O líder da Brigada Guará, Ronnie Gibson Oliveira, diz que o volume de focos neste ano foi atípico. “Nas últimas semanas, chegamos a fazer quatro combates por dia, e com informações de mais de 15 incêndios simultâneoss acontecendo. Tem dia que desde às 6 horas já tem avião jogando água em focos grandes. Sai 52 vezes para combates neste ano, enquanto em todo o ano passado efetuei 37 combates. E nem chegamos ao final do período crítico”, diz Ronnie.

O período crítico de queimadas é tradicionalmente iniciado entre maio e junho, terminando em meados de novembro — quando normalmente começa a temporada de chuvas. O problema é que este cronograma da natureza não tem sido seguido à risca. “Em 24 de dezembro do ano passado, véspera do Natal, eu estava apagando focos de incêndio porque as chuvas não aconteceram. Neste ano, desde janeiro estamos em atividade constante. E as chuvas dessa semana ainda não foram suficientes”, completa Ronnie.

Os combates aos focos de incêndios podem durar de “meros 20 minutos a até longos cinco dias”, conforme diz a chefe da Brigada Guará, Janaína Pinheiro, que também preside a ONG Instituto Casa Branca, de preservação ambiental. Ela diz que neste ano houve maior ocorrência de focos isolados simultâneos no Rola Moça.

“Não são focos tão longes uns dos outros, mas acontecem ao mesmo tempo, o que dificulta nosso trabalho. Geralmente estamos em equipes de três ou quatro brigadistas. E não é comum que os focos aconteçam próximos e ao mesmo tempo”, relata Janaína.
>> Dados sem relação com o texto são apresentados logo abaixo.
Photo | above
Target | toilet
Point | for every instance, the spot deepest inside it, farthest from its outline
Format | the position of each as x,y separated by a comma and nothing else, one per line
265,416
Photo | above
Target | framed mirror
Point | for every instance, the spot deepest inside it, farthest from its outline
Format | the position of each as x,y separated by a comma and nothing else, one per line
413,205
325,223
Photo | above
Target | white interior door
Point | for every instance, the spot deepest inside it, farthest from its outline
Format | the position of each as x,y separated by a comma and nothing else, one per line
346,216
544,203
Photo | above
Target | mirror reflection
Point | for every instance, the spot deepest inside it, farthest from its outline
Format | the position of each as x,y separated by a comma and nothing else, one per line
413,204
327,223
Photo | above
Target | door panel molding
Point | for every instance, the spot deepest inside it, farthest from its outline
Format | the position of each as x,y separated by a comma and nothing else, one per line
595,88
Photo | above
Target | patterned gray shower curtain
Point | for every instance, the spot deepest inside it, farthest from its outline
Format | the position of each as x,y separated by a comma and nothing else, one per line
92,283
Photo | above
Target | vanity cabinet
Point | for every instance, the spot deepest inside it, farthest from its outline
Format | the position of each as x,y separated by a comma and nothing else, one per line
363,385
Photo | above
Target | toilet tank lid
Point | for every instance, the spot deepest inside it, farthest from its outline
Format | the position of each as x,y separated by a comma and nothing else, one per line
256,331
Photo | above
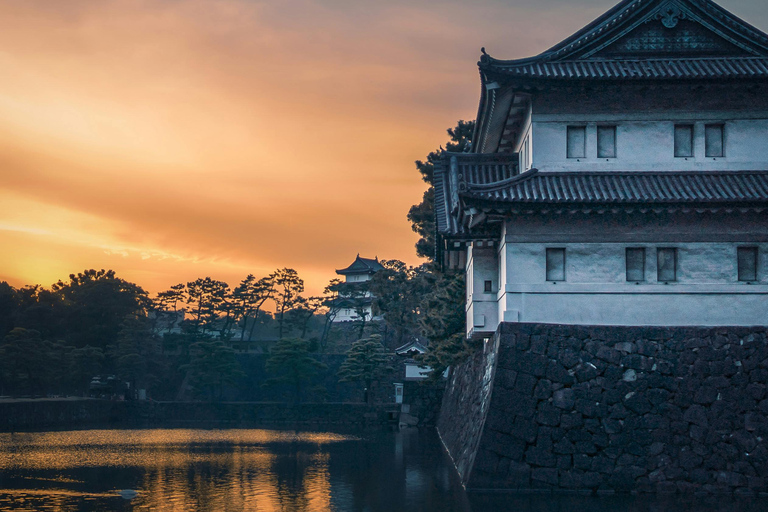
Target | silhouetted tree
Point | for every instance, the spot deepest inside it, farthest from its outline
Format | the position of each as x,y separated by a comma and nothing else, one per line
249,296
288,286
93,304
212,366
367,361
290,360
207,300
422,215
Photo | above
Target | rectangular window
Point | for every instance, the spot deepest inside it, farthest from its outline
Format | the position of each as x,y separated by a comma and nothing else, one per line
747,257
636,264
713,140
606,142
555,264
683,140
667,264
577,141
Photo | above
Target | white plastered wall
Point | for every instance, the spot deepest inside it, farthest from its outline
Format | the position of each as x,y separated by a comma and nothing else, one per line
647,144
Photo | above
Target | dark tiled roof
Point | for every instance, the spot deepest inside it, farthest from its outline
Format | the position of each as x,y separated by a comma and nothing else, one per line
745,67
412,346
700,187
455,172
362,266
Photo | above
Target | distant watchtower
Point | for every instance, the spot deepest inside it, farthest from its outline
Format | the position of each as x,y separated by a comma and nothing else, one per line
359,297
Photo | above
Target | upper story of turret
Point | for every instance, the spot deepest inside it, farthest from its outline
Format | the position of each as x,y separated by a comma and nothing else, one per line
652,85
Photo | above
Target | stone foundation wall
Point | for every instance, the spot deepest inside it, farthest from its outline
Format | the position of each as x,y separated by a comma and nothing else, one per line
614,409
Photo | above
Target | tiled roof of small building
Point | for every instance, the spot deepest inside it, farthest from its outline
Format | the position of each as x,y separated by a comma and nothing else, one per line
626,187
362,266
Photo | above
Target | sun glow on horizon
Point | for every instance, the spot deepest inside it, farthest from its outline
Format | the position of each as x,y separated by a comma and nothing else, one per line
176,140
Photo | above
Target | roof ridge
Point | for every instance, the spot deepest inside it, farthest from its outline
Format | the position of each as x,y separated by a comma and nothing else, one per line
625,11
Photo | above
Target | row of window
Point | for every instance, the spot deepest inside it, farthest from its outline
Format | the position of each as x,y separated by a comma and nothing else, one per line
714,141
666,264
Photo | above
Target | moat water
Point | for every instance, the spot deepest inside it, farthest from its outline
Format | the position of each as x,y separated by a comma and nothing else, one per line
268,470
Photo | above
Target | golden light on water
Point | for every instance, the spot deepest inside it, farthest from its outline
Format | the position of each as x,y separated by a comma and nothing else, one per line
182,469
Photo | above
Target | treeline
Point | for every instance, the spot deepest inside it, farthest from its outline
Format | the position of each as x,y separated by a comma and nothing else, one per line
182,343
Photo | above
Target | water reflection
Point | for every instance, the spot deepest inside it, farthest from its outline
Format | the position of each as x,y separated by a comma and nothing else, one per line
264,470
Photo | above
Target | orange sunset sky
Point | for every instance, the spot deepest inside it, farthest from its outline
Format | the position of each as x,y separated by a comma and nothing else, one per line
176,139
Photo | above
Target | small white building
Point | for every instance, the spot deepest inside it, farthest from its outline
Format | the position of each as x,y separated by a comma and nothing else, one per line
619,178
413,371
356,298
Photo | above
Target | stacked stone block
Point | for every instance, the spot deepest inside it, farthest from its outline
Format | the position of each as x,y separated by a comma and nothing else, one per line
625,409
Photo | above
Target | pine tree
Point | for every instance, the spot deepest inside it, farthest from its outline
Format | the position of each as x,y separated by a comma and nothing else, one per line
367,361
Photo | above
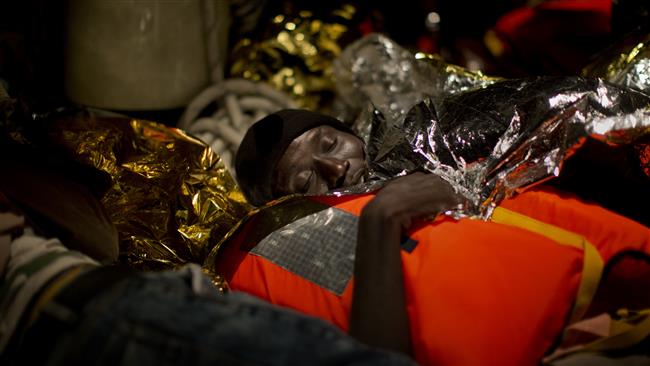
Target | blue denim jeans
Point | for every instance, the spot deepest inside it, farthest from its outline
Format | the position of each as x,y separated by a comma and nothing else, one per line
161,319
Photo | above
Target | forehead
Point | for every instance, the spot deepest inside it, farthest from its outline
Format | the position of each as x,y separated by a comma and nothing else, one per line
300,150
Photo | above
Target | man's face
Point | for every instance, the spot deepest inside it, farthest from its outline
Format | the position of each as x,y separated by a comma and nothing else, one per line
320,160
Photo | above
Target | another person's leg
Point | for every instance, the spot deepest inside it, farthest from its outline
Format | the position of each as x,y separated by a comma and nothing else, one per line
173,318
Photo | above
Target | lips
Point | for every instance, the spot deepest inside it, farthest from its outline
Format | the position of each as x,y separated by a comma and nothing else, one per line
358,176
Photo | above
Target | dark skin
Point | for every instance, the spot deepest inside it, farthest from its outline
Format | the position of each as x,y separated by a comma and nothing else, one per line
378,316
320,160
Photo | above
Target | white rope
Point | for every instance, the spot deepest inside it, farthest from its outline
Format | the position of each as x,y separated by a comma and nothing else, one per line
239,104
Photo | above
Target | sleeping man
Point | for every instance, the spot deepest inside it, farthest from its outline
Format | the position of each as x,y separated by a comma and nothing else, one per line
295,151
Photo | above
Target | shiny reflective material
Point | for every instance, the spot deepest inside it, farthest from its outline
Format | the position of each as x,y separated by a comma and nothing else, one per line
296,55
171,198
377,70
627,64
488,138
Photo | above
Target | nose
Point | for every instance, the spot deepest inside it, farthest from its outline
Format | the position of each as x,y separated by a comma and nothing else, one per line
333,170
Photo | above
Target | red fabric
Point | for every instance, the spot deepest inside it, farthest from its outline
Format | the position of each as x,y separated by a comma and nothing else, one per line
477,292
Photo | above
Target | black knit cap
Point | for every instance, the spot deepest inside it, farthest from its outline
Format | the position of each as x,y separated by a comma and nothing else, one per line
264,144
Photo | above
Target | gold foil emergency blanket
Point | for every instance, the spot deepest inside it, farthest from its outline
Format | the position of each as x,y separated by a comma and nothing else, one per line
171,199
297,55
488,138
626,64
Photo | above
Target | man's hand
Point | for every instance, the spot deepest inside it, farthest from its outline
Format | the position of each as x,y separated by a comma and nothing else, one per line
378,316
410,198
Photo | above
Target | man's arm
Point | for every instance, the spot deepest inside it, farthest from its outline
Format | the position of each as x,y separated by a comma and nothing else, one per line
378,316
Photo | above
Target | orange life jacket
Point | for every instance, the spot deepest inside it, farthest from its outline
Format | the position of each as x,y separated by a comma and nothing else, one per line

Segundo o gerente Marcus Vinícius, até 2 de outubro foram registrados 81 focos de incêndios no parque, contra 76 em todo o ano passado.

O voluntário Nélio Costa, também da Brigada Guará, mora em Belo Horizonte, mas neste ano precisou se deslocar repetidas vezes para “a roça” que mantém há dez anos próximo a Piedade do Paraopeba, distrito de Brumadinho. Normalmente, ele passa os fins de semana na região. “Mas, nos últimos dois meses, chegava em casa domingo à noite e, na segunda pela manhã, tinha que retornar por causa dos incêndios”, diz.

Ele reforça a dificuldade de se combater incêndios simultâneos e de proporções distintas, desde o princípio de incêndio na casa de um vizinho até os enfrentamentos mais densos, como na Serra da Calçada, onde as labaredas chegaram a ameaçar residências e queimaram parte de um jardim no Condomínio Retiro das Pedras, no dia 5 de setembro.

Brigadistas apagam incêndio na Serra da Calçada, que ameaçou o Condomínio Retiro das Pedras

“Às vezes, tem uma ocorrência grande acontecendo e começa outra, menor, mas que ameaça casas. Nesses incêndios atuais, tem alguém colocando fogo mesmo, só não sabemos quem nem porque. São focos distintos, em locais de acesso difícil”, diz Nélio. “Neste ano, foram incêndios maiores e que duraram mais tempo. Não demos conta. O ideal seria ter o Exército ajudando nos combates. É uma ideia que sugeri há tempos”, diz o brigadista.

Criminosos

A ocorrência de focos de incêndio simultâneos levanta a suspeita de que sejam criminosos, segundo Francisco Mourão, biólogo e um dos fundadores da Associação Mineira em Defesa do Meio Ambiente (AMDA), que mantém sete brigadas profissionais atuantes no Rola Moça. Três delas em parceria com as mineradoras Vale, Anglo Gold e Gerdau.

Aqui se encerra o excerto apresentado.